The Pope revealed the Church’s frustration about the lack of international co-operation on the matter and the general breakdown in countries coming together to pursue common goals. This might also have been a motivating factor in Francis speaking out so clearly on disarmament. 

“There is a need to break down the climate of distrust that risks leading to a dismantling of the international arms control framework,” the Pope said in Nagasaki.  

“We are witnessing an erosion of multilateralism, which is all the more serious in light of the growth of new forms of military technology. Such an approach seems highly incongruous in today’s context of interconnectedness; it represents a situation that urgently calls for the attention and commitment of all leaders.” 

The Pope wrote in a book of remembrance at Hiroshima that he was visiting the site as a “pilgrim of peace” and to “grieve in solidarity with all who suffered injury and death on that terrible day in the history of this land".

What impact will the Pope’s anti-nuclear appeal have? Francis can hope for little more than to stir the consciences of world leaders. He wishes to be a “voice for the voiceless”, to witness to the tensions of the contemporary age where armed conflict is constantly breaking out. He wants a Church that is a leaven of peace, even if the flock is small in number and success by worldly standards is lacking. The Catholic Community in Japan is small, numbering around 500,000 native Catholics in a population of more than 125 million.

“We are to be a little opening through which the spirit continues to breathe hope,” he told them in Nagasaki. 

Francis’ visit to Japan, the first by a Pope in 38 years, fulfils an ambition he has had since being a young Jesuit: to arrive in Japan as a missionary. He realised the dream as autumn of his life, as the octogenarian Bishop of Rome and leader of the Catholic Church. This visit was always going to produce something new. 

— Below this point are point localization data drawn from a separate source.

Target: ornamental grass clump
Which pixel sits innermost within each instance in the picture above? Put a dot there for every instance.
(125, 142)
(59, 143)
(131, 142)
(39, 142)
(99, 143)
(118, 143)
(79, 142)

He’s channeled the spirit of two important saints called Francis: St Francis Xavier, the Jesuit missionary who brought Christianity to Japan in 1549, and St Francis of Assisi, the saint of poverty and peace, and the Pope’s namesake. His Japan trip has opened the Church onto the path of a radical, anti-nuclear position. 

At the end of his speech in Nagasaki, he called on everyone, Catholic or not, to make the prayer of St Francis their own: “Lord, make me an instrument of your peace.”